The first thing she notices is the stench of blood and how it makes her want to gag. The second is the disassembled clock lying on the edge of the table and how its bright red second hand drips crimson onto the floor beneath. 

The buzzing in her head is replaced with Severus’s song-like whisper, and she watches – half-conscious, half-trancelike – as Potter’s stab wound closes, as the color begins returning to his ghostly face. 

“What are you doing?” she forces out. 

“Healing him,” Severus responds. With another wave of his wand, the floor is once again pristine. “What are people going to think if they found his body in our classroom?” 

“Fuck. What do we do now?”

Severus rubs a hand down his face, leaving an ugly red smear in its wake. “I don’t know. We can memory-charm him as soon as he wakes up to ensure his silence.”

She swallows the bile, focusing on the feeling of acid burning her throat, letting it overpower the omnipresent coppery odor that would now permanently tint her senses. She closes her eyes, wishing for nothing more but to reverse the spinning of the clock hands – to force it to rotate backwards twelve-hour period by twelve-hour period – until she is back in a time when everything was fine.

So, she walks towards the broken clock. 

Cleans off the dried blood with a wave of her wand. 

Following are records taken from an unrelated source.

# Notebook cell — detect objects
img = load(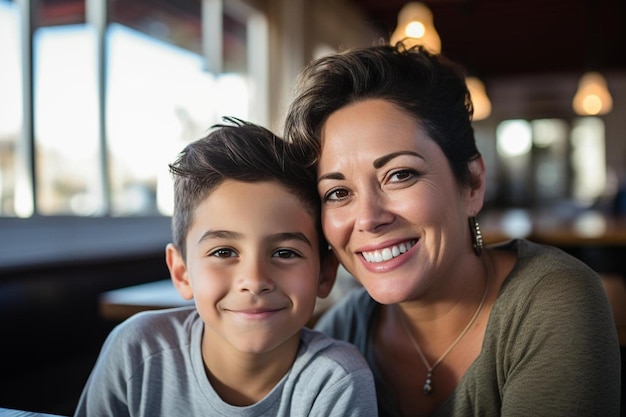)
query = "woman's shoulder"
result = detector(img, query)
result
[493,239,600,290]
[496,240,606,314]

Puts the second hand back in. 

Pulls on it desperately. 

She sees bright red droplets splattering across the white clock face but doesn’t feel the sting of the hand’s sharp edges. She hears Severus calling her somewhere in the far distance, but her consciousness is already trapped in the past. 

1968

“Mama, why are we leaving Ye Ye and Nai Nai?”

“It’s not safe to stay.”

“Where are we going?”

“A better place.”

“Will we ever come back?”

“I don’t know. Do not ask so many questions.”

Mama turned towards the window, and I saw a tear sliding down her cheek, leaving a sparkling trail in its wake. I tugged on her sleeve.

“Are you okay, Mama ?”

Slowly, she turned around, then crouched down and looked me in the eyes. Her expression was unreadable.

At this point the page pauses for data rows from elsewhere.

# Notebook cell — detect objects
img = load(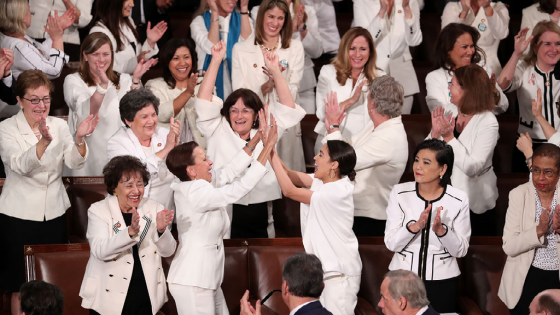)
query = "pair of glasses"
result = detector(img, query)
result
[23,96,51,105]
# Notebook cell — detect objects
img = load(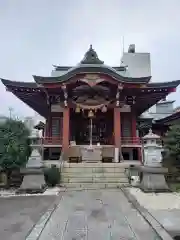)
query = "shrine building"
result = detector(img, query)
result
[1,44,180,161]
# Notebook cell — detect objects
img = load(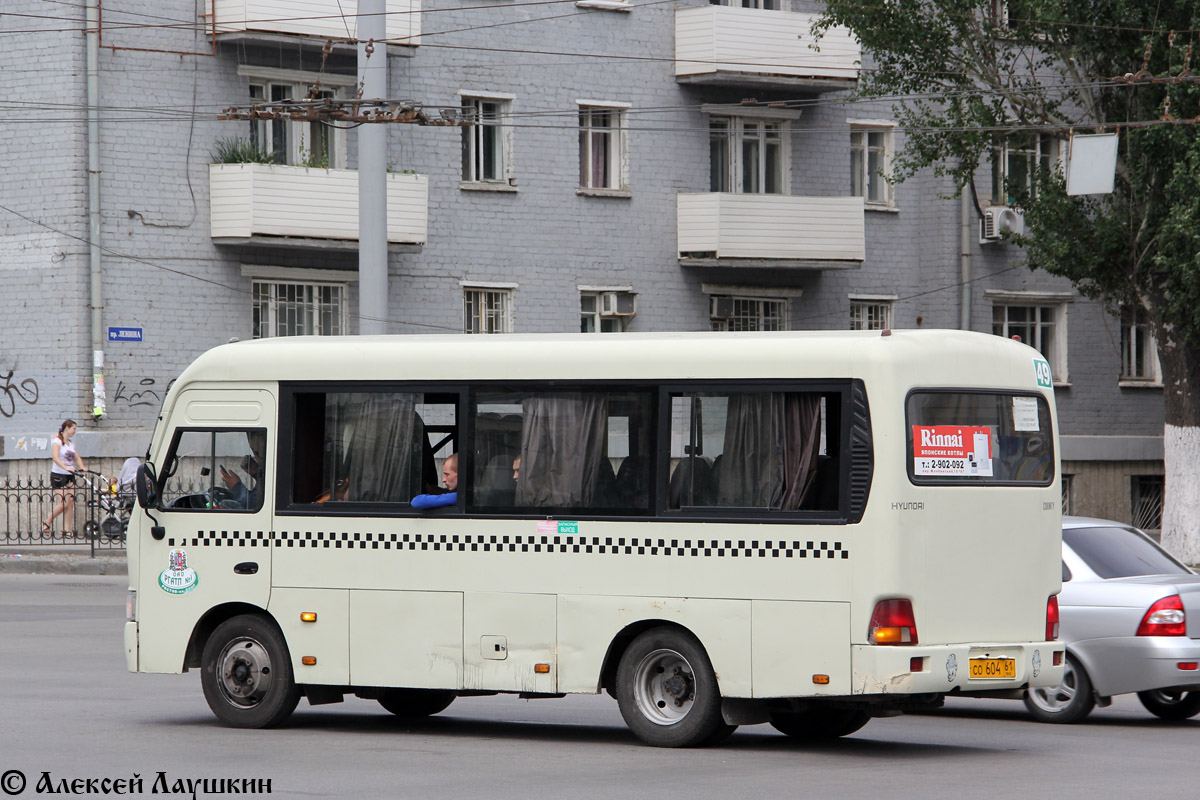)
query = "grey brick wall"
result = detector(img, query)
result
[0,0,1162,470]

“We’re moving to England. Nobody there speaks Mandarin. Mama and Baba don’t have connections there like we do here. We won’t have much money - no more expensive toys, no more servants, no more playmates that you can order around. Baba and I will be out working a lot of the time.”

She took a deep breath before going on. “Will you promise me something?”

“What?”

“When you turn eleven, you will go to a magical school called Hogwarts. There are a lot of very important people there,” she said. “Promise Mama that you will work twice as hard as everyone else. You will climb to the top. You will make sure everyone there sees how talented my little girl is.”

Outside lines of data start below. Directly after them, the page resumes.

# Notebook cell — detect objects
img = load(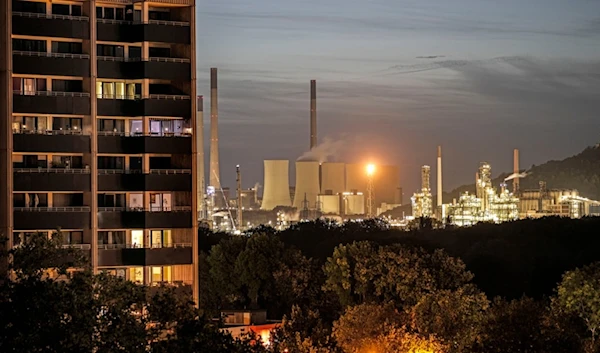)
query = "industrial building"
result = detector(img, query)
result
[0,0,202,300]
[447,162,519,226]
[410,165,433,218]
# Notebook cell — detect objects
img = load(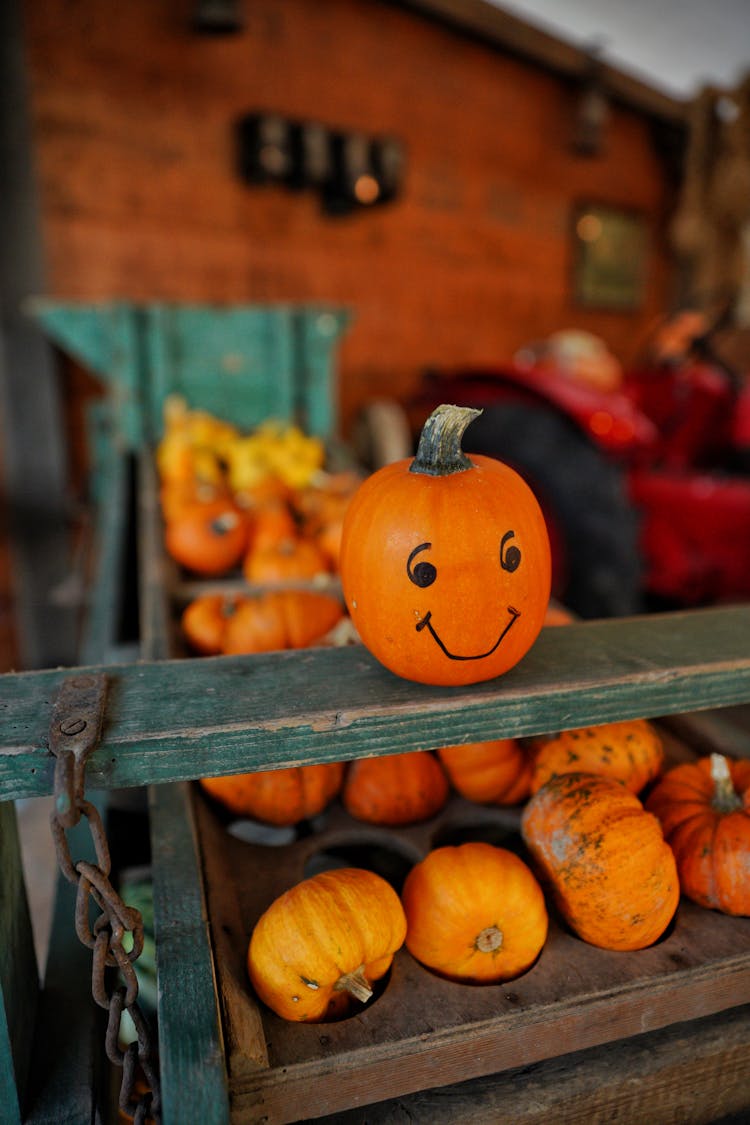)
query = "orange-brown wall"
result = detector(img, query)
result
[26,0,670,431]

I thought about the last few weeks - the fights with Baba, the soft sobs coming from her room in the middle of the night, the bleak atmosphere that had settled over our home like a cold, suffocating sheet.

“Will it make you and Baba happy?”

She paused for a moment. “Yes.”

“Okay, I promise.”

She cupped my face in her hands and then kissed me softly on the cheek. When she pulled away, her eyes were dry and she was smiling softly.

“Mama loves you the most.”

At eight, I just wanted to hear those words from her again. But at eight, I didn’t understand what my promise meant. I didn’t understand that climbing wasn’t only about grit. I didn’t understand that I had to beat a system that was built against me, or that beating the system meant dragging someone else down to be ridiculed in my stead.

I didn’t understand that my promise entailed a sacrifice – a sacrifice of my happiness, my integrity, my general sanity – all so that I could reach some ill-defined, imaginary summit.

I didn't even understand what "climbing to the top" meant.

By the time I wanted to stop – by the time my mother's words had lost their meaning – it was already too late.